Inflammation has a critically valuable role in maintaining a healthy body.
When we acquire an infection or become injured, our body’s immune system detects the problem and sends a variety of cells to the site to heal the damage and get rid ofinsidious invaders.
Most of us are familiar with inflammation on a grander scale, when we get a cold with a runny nose, sprain an ankle, or when we cut the skin and it becomes red and irritated when it is healing.

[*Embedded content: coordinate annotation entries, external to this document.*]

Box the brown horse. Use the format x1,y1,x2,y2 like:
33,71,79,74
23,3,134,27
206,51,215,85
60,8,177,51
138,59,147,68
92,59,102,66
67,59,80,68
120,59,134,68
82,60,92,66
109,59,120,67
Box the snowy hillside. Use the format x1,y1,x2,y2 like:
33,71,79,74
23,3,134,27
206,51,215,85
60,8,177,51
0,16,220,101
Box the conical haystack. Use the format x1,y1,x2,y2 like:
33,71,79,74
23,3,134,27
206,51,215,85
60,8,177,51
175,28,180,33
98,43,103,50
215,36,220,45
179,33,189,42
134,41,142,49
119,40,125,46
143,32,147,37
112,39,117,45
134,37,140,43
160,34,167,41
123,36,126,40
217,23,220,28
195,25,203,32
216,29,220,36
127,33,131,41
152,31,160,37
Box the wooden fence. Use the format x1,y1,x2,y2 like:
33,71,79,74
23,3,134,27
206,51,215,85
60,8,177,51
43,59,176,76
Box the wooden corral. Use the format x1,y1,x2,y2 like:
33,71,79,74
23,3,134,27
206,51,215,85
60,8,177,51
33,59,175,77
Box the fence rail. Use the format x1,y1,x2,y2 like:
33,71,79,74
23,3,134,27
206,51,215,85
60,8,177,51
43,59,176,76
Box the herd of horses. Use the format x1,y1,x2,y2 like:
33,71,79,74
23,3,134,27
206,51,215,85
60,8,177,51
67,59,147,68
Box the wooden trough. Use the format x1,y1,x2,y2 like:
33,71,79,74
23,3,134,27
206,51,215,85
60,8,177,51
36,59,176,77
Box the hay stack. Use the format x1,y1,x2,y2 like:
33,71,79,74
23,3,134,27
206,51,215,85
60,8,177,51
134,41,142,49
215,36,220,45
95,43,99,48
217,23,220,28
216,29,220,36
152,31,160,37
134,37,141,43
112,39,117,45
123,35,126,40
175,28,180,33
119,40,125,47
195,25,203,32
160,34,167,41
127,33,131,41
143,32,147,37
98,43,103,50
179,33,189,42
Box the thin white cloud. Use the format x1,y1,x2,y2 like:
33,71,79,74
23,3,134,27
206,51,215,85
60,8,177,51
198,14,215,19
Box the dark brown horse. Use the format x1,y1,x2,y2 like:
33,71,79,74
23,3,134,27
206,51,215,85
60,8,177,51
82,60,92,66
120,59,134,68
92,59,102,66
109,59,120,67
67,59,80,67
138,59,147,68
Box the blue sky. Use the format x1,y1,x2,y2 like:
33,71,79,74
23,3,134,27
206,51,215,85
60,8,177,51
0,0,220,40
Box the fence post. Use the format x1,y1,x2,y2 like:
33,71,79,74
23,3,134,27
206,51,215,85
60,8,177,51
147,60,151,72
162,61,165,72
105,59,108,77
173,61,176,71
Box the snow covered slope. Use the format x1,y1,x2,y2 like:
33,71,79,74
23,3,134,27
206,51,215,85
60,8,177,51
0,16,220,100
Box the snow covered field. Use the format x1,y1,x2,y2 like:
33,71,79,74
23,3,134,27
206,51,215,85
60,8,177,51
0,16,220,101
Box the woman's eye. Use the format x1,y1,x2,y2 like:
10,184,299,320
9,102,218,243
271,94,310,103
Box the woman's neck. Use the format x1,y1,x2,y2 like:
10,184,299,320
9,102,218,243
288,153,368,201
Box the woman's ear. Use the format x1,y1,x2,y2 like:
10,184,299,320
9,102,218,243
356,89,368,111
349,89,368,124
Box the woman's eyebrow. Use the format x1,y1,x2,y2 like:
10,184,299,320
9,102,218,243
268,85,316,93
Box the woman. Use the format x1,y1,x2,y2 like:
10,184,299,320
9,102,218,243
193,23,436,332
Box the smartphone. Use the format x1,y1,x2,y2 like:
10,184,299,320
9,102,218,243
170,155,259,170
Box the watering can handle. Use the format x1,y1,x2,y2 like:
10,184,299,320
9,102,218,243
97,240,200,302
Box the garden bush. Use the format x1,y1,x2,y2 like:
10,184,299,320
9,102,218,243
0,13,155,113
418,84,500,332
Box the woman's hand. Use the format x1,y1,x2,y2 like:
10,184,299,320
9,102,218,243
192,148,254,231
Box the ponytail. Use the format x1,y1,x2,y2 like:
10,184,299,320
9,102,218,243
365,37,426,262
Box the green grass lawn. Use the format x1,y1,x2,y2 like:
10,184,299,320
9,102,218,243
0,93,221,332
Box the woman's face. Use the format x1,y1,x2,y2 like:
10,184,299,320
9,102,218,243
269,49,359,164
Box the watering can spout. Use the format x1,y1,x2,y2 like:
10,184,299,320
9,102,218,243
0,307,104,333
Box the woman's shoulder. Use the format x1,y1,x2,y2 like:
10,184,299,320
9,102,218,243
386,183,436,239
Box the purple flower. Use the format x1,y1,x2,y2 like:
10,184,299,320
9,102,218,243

These events are usually due to a single traumatic incident or have a localized area or time frame they occur in.
However, inflammation can also be chronic, continuous and low-grade level in association with obesity, cardiovascular disease and diabetes.
Atherosclerosis is a syndrome affecting arterial blood vessels due to a chronic inflammatory response of white blood cells on the walls of arteries.
Adipose tissue (our fat storage system) was thought to be inactive, functioning only as a storage site for excess fat.
Each fat cell contains a finite amount of fat, and when each of our 40 billion fat cells becomes full, we can grow more.
Once these new fat cells are manufactured, we can’t lose them, even if we lose the fat inside them.
More recently, researchers have discovered that adipose tissue is, in fact, active and behaves as an endocrine organ. It releases a variety of substances that are involved in metabolism, including appetite, glucose regulation and immune system function. Many of these substances are pro-inflammatory.
When the rate of storage of fat into adipocytes (fat cells) outpaces the storage capacity of existing cells and the body’s ability to build new cells, this stress causes adipose tissue to release inflammatory molecules, which causes a cascade of events ultimately leading to, among other things, plaque build-up on the walls of blood vessels.
Over time, this plaque deposition partially or completely blocks the flow of blood to the heart or brain causing, heart attack or stroke.
The location of fat storage that seems to have the greatest effect on producing inflammation is not the subcutaneous fat located under the skin (the kind you can pinch), but to a greater degree it is your visceral fat. Visceral adipocytes are located in the abdomen surrounding your internal organs and stored in the liver.
People who carry more fat around their waist and belly have more visceral fat and are more prone the risks of blockage of blood vessels, stroke, cardiovascular disease and diabetes.
Where you store fat is genetically influenced.
However, physical activity can offset these deleterious effects.
Regular sustained exercise has a direct effect on reducing the amount of these pro-inflammatory molecules.
The health risk is the chronic low-level inflammation produced by obesity and inactivity. This kind is life-threatening.
Even if there is no change in weight loss, the mere fact that you are exercising is causing a reduction in these inflammatory molecules.
The age-old exercise routine of three to five times a week for at least 30 minutes still is the suggested regimen. However, the anti-inflammatory effects of exercise increases with the duration (longer is better), frequency and intensity.
Being active may be the best thing you can do for your health.